Keep in mind, please, that the only reason these people have jobs is that they are supposed to know something about this stuff. (Not that I want their jobs, but I did better than all of them.) But the emperors have no clothes; their bare bums glistened this morning in the (here in Greensboro, anyway) bright autumn sun. They. Don’t. Know. Shit.
But you know who did? Nate Silver. The numbers guy. The nerd. The reporter. (He correctly called the Tea Party surge in 2010, too, in case you think he’s just a partisan who got lucky.) He stuck to his numbers even on his Twitter feed; this appears to have been the closest he ever came to gloating:
Note the time: 9:29 p.m. Eastern last night. Polls in a lot of states hadn’t even closed yet. And what had Nate done to that point? Only correctly predicted 30 states out of 30 that had been called to that point. More specifically, he had correctly predicted them in June.
Credit where due: Dean Chambers, the guy who ran the “Unskewed Polls” site, which a lot of Republicans were using before the election to try to convince themselves and others that Nate Silver’s poll sampling was overly weighted toward Democrats, told Business Insider today, “Nate Silver was right and I was wrong.” Not only that, he also called some other conservative pollsters out by name, particularly Scott Rasmussen, saying, “He has lost a lot of credibility as far as I’m concerned.”
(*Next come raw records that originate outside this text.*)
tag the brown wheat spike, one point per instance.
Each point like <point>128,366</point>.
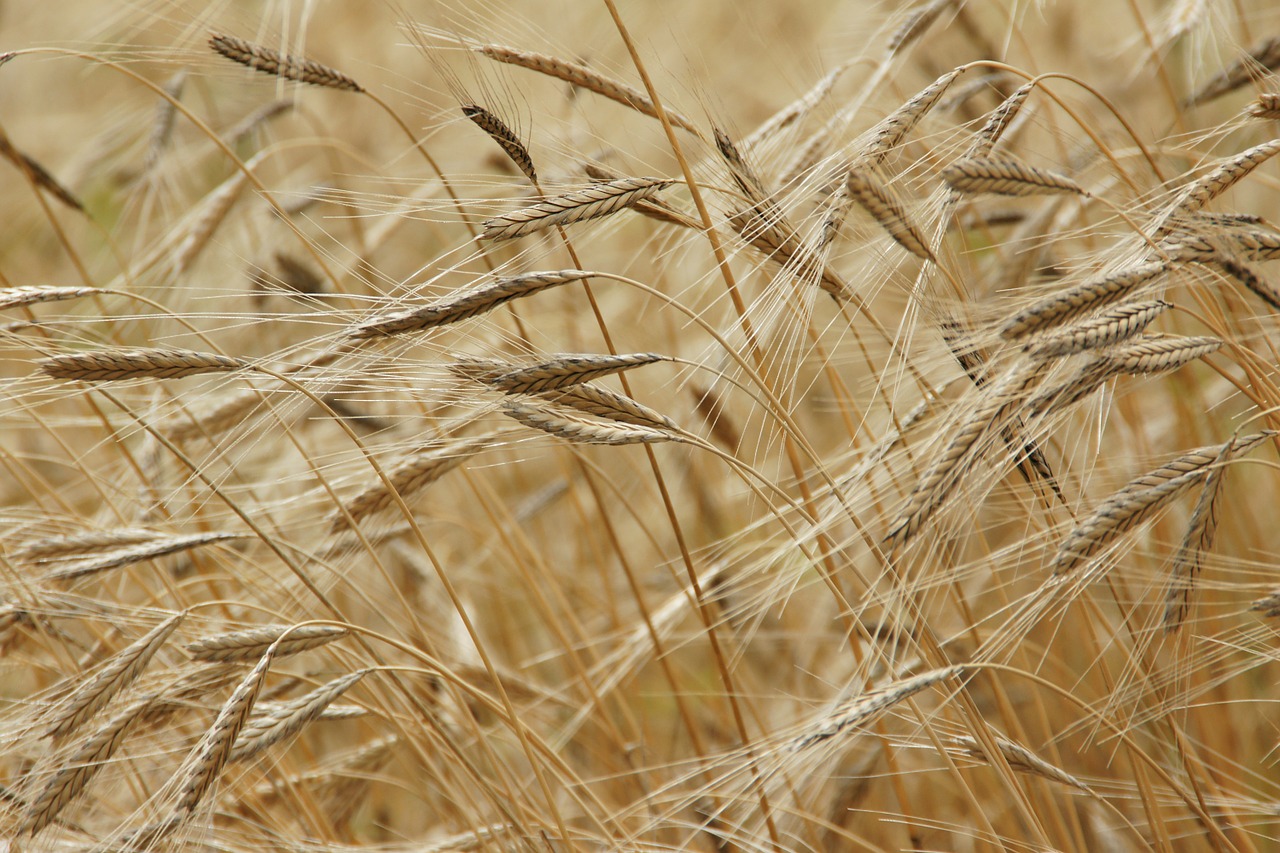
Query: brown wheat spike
<point>133,555</point>
<point>92,694</point>
<point>590,203</point>
<point>1267,106</point>
<point>915,24</point>
<point>251,643</point>
<point>21,296</point>
<point>504,137</point>
<point>585,78</point>
<point>273,62</point>
<point>570,425</point>
<point>609,405</point>
<point>891,129</point>
<point>407,479</point>
<point>37,174</point>
<point>264,730</point>
<point>208,758</point>
<point>469,304</point>
<point>1100,331</point>
<point>1006,177</point>
<point>880,203</point>
<point>1023,760</point>
<point>1223,178</point>
<point>1141,498</point>
<point>1269,605</point>
<point>110,365</point>
<point>1260,58</point>
<point>80,765</point>
<point>570,369</point>
<point>1082,299</point>
<point>862,708</point>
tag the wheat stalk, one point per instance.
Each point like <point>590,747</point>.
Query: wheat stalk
<point>273,62</point>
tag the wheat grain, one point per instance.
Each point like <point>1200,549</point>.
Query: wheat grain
<point>590,203</point>
<point>273,62</point>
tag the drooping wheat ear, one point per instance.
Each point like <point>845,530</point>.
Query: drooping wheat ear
<point>1260,59</point>
<point>109,365</point>
<point>37,174</point>
<point>208,758</point>
<point>1141,498</point>
<point>1006,177</point>
<point>273,62</point>
<point>1269,605</point>
<point>891,129</point>
<point>407,479</point>
<point>999,122</point>
<point>744,176</point>
<point>570,369</point>
<point>265,730</point>
<point>163,126</point>
<point>763,229</point>
<point>80,765</point>
<point>609,405</point>
<point>137,553</point>
<point>917,22</point>
<point>1082,299</point>
<point>1267,106</point>
<point>880,201</point>
<point>1104,329</point>
<point>592,203</point>
<point>1223,178</point>
<point>19,296</point>
<point>568,424</point>
<point>860,710</point>
<point>969,439</point>
<point>1022,760</point>
<point>465,305</point>
<point>251,643</point>
<point>585,78</point>
<point>504,137</point>
<point>92,694</point>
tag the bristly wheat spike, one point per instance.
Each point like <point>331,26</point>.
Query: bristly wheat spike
<point>109,365</point>
<point>273,62</point>
<point>590,203</point>
<point>504,137</point>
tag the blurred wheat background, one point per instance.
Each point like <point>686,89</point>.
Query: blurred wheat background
<point>607,425</point>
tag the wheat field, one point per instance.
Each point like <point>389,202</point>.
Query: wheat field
<point>612,425</point>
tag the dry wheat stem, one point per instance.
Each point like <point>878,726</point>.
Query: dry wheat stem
<point>1255,63</point>
<point>94,693</point>
<point>1142,497</point>
<point>590,203</point>
<point>129,556</point>
<point>273,62</point>
<point>504,137</point>
<point>109,365</point>
<point>567,370</point>
<point>568,424</point>
<point>469,304</point>
<point>887,210</point>
<point>268,729</point>
<point>251,643</point>
<point>585,78</point>
<point>1006,177</point>
<point>1082,299</point>
<point>1104,329</point>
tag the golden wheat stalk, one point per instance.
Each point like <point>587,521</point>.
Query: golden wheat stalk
<point>580,205</point>
<point>252,643</point>
<point>469,304</point>
<point>273,62</point>
<point>584,77</point>
<point>110,365</point>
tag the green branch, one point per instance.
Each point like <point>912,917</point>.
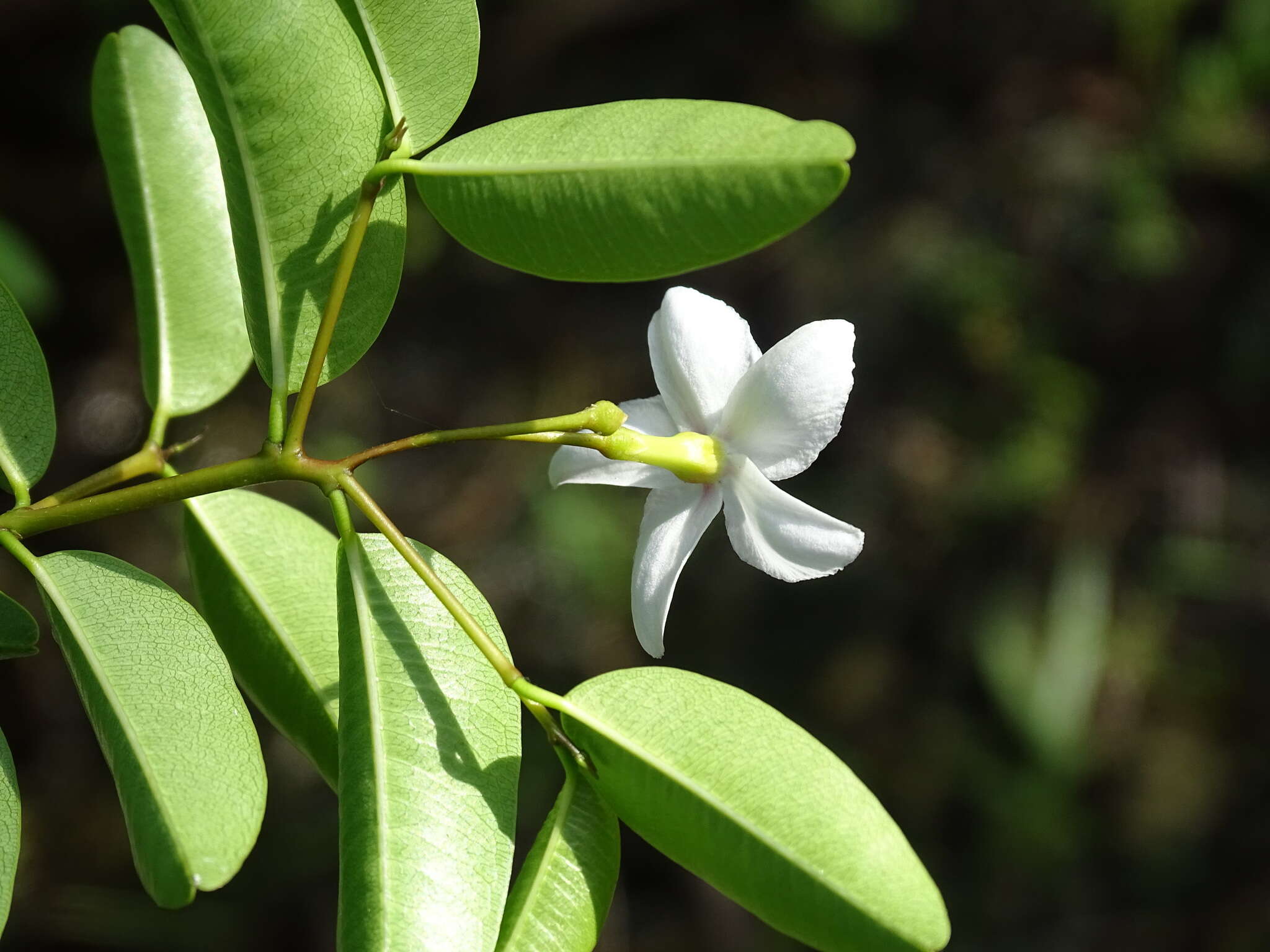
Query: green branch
<point>294,441</point>
<point>266,467</point>
<point>603,416</point>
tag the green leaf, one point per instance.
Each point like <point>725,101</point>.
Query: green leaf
<point>166,182</point>
<point>430,752</point>
<point>25,271</point>
<point>266,580</point>
<point>426,55</point>
<point>27,421</point>
<point>172,725</point>
<point>636,190</point>
<point>562,895</point>
<point>11,829</point>
<point>299,120</point>
<point>18,630</point>
<point>746,799</point>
UPDATE: Earlier today, Sarah, Proud and Tall at Balloon Juice had the following to say about the foregoing hacks:
In a fair and just society, political pundits who got things this [expletive] wrong would never be listened to again. When their names were mentioned, people would mutter embarrassedly and try to change the subject. If they ever tried again to appear on television or write a column about politics, people would point and laugh at their cluelessness until stuff came out their noses. Children would throw turds at them in the street and pin “Kick Me” signs to their backs. The sheer shame engendered by their own stupidity would trap them at home forever, dressed in the tattered rags of their reputations, wearing only one shoe and constantly revisiting the rotted ruins of a table laid with celebratory cake and Romney/Ryan How to Vote cards.
Upon reflection, and upon reminding myself that both of Obama’s victories have had as much to do with America’s evolving demographics as anything else, I’m inclined to go a little less harshly on these folks than is Sarah, but only for this reason: Sarah seems to think that the point of political pundits is to get things right. After a night and day of reflection, I’ve come to a slightly different conclusion, which is that their point isn’t to get things right, it’s to provide entertainment and psychological sustenance for the aging, dying cohort that is the Fox/GOP base right now. It’s about telling an audience what they want to hear, not what they need to know. And among the corporate entities that employ the above-named miscreants, Fox, at least, hasn’t always been completely dishonest about what it was trying to do.
‘NOTHER UPDATE: Besides Silver, two other people nailed this year’s EV count, although I don’t know as much about their methods as I do Silver’s (and I don’t know all that much about Silver’s except that it doesn’t involve his gut): Democratic strategist Chris Lehane and Josh Putnam, who professes political science at my alma mater, Davidson. (h/t commenter Scott Denham.) It’s worth clicking through to that chart and noting that of the prognosticators with a political affiliation, only one Democrat, CNBC’s Jim Cramer, scored worse than the best-scoring GOP pundit, Ross Douthat of the New York Times. Douthat predicted a 271-267 Obama victory and was the only one on his side to predict an Obama win at all.
I wouldn’t take financial advice from Cramer, either.